Some Savannahs, surprisingly, enjoy playing with water. They will routinely slosh the water out of their water bowls, and if you run an inch or two of water into the bathtub they will have the greatest time.
-Do Savannahs get along well with dogs/children/etc.?
If they are introduced to other pets and people from a young age, Savannahs can easily adapt to all your family members.
-Does a Savannah cat require special food or vet care?
Savannahs typically do not have special food requirements; however, they do much better on a cat food with a higher protein content. At Starbrighter we feed our cats Taste of the Wild Rocky Mountain Feline, a cat food with a 42% crude protein content.
Often Savannahs do not respond well to anesthetic containing ketamine. It is best to specify that ketamine should not be used.

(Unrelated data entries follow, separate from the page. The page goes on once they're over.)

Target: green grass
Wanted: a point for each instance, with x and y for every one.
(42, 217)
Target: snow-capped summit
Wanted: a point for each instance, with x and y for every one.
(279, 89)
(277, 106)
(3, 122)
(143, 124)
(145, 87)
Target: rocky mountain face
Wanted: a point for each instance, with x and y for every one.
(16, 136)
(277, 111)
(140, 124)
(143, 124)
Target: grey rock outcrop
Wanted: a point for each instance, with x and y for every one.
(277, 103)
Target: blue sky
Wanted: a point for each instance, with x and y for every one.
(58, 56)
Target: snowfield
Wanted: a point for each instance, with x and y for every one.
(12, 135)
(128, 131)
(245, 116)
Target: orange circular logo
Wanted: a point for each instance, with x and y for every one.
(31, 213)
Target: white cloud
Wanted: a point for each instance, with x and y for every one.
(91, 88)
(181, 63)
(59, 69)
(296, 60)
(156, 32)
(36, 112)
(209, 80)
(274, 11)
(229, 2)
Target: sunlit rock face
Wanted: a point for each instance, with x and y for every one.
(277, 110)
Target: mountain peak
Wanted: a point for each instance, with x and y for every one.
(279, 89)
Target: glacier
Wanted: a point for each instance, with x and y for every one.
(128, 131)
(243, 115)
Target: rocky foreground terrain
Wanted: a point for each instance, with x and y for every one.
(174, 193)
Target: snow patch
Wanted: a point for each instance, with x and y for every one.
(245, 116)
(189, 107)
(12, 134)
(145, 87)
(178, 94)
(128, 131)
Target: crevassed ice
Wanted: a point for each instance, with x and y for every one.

-Do I need to take special precautions to Savannah-proof my house?
First of all, know that Savannahs consider nearly everything a toy, including important paperwork, pens, jewelry, and earphone cords. Be forewarned, and be careful with anything you don't want destroyed.
Many Savannahs can also jump to great heights. The higher generations especially can reach the tops of bookcases, higher windows, and the refrigerator with very little problem. This means that those heirloom glass figurines and expensive crystal vases will just have to be packed up and put away, because there's really no place you can put them where the cat can't reach them.